The story gives insight as to royal life during the time period. Its unabashed views of the lifestyle of Genji, and those around him, do not spare the reader of the downsides of royal life. In fact, much of what is portrayed in the book could be considered scandalous in nature, given the positions of importance many of the characters in the book have in Japanese society of that time period.
What strikes me as fascinating with this book is the obvious parallels to the life and human nature of those who live in today's world. The real life drama and adventure presented in this novel is compelling, if not somewhat scandalous. It is an absolutely compelling read, considering the time period it was written in, and it provides a fascinating look into the formality of royal life of the time period. The details are immaculate, and the romanticism of the era, even if somewhat misguided, are enough to make the most stoic reader feel the emotions of the characters in the book.

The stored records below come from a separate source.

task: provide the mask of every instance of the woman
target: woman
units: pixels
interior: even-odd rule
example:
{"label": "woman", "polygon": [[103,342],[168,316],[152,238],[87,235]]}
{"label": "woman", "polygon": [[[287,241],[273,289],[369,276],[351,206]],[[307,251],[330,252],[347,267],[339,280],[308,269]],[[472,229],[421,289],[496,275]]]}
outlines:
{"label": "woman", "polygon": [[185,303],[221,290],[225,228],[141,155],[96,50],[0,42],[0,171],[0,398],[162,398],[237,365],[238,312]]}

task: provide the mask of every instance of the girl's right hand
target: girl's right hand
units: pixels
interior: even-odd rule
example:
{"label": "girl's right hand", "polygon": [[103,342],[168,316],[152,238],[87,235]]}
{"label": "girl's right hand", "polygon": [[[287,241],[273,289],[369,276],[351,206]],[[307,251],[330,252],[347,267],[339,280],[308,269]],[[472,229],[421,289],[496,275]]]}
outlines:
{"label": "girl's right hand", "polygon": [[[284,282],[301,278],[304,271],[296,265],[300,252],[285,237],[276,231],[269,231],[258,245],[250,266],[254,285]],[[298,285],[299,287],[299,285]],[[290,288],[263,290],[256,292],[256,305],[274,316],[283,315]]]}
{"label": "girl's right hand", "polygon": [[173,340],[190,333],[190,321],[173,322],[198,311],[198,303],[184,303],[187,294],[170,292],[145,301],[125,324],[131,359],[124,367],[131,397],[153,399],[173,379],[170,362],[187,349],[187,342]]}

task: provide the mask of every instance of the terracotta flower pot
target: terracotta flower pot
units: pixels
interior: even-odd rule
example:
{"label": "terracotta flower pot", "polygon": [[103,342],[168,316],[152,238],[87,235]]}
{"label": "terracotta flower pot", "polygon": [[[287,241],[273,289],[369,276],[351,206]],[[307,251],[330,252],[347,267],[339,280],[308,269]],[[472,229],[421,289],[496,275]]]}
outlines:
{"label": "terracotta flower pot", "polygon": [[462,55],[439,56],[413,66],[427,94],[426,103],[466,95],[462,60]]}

The many references to poetry, music, and writing styles are reminiscent of the way Japan imported much of its early style and influence from the Chinese and Koreans. Reading this book is like reading a history novel, but from the standpoint of being part of history. It is an excellent supplement to college level history classes, which is how I came to read it myself.
This book by far stands on its own when compared to other novels, if not for the quality of the content, then simply for consideration of the time period it was written in. The sheer detail and manner of writing are second to none, and rivals the quality of the product of today's writers. I would definitely recommend it to others, and I would absolutely without hesitation rate this as one of the better novels I have read.
ps: I did enjoy the notes, but anyone wishing to understand the background would do well to read Ivan Morris' World of the Shining Prince.